3 Kiwis Trade The Urban Jungle For The Real Thing
4 DECEMBER 2003
What the Hell Are We Doing Here?
Three Kiwis trade the urban jungle for the real thing
The extraordinary overland journey of Murray Gough and Peter Travers with friend Lloyd Powell was a dream that became reality, a modern odyssey that encompassed eight years, 50 countries and over 150,000 kilometres. New Zealanders can now share their amazing adventures in a recently published book, being launched today.
'What The Hell Are We Doing Here!' is the story of how they did it, how these Wellington businessmen traded the urban jungle for the real thing.
The men ventured into the unknown with two fully-equipped Land Rover Defenders and a year's worth of planning, research and preparation.
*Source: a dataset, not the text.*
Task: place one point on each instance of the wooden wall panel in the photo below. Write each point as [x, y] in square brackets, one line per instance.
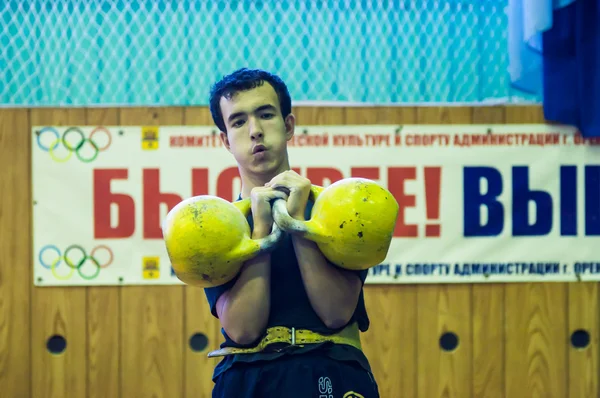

With anecdotes and dramatic pictures the book recounts their traverse of the Sahara Desert, their encounters with the colourful people of West Africa, and their arduous battle through the chaos and corruption of the Congo.
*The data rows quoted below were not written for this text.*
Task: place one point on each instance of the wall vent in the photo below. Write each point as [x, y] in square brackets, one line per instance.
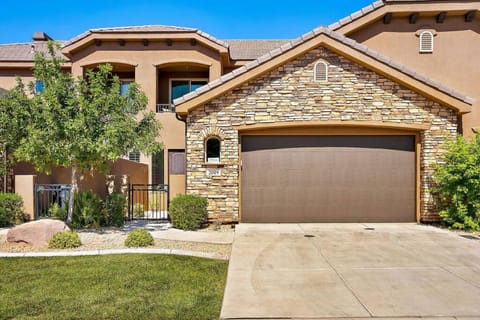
[426, 41]
[320, 73]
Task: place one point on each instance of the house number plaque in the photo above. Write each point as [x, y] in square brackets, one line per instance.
[214, 172]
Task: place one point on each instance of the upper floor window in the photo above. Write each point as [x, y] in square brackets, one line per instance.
[39, 86]
[180, 87]
[320, 72]
[426, 41]
[212, 150]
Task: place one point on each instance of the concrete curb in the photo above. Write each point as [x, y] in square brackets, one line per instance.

Behind the story and pictures lies the challenge of three middle-aged businessmen setting out to fulfill an unlikely dream. Co-author Peter Travers recalls that facing the threat of a loaded AK47 in Zaire was "considerably more exciting than banking", and that his enjoyment of the experiences described in the book led to an unplanned extension of the overland journey - in stages over 8 years all the way to Siberia.
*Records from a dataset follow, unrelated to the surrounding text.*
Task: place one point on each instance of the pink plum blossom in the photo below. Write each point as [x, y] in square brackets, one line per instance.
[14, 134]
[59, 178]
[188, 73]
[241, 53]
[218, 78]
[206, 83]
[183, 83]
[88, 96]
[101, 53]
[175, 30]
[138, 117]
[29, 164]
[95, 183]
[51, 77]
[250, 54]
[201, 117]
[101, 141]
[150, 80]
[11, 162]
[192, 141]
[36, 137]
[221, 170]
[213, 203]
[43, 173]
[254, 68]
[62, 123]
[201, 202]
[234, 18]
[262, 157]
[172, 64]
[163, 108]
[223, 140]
At the end of his term as CEO of the Dairy Board Murray Gough was ready for the challenge of a different type of travel. A chance business encounter in Algeria had left him dreaming of the "vast seas of sand" that lay in the interior of North Africa, never really believing that he would one day cross them. "We had many adventures and learnt about many cultures," Murray says, "but perhaps the greatest surprise was that we could journey successfully through countries considered by most to be too difficult for independent travellers - and the universal warmth and dignity of the people we met."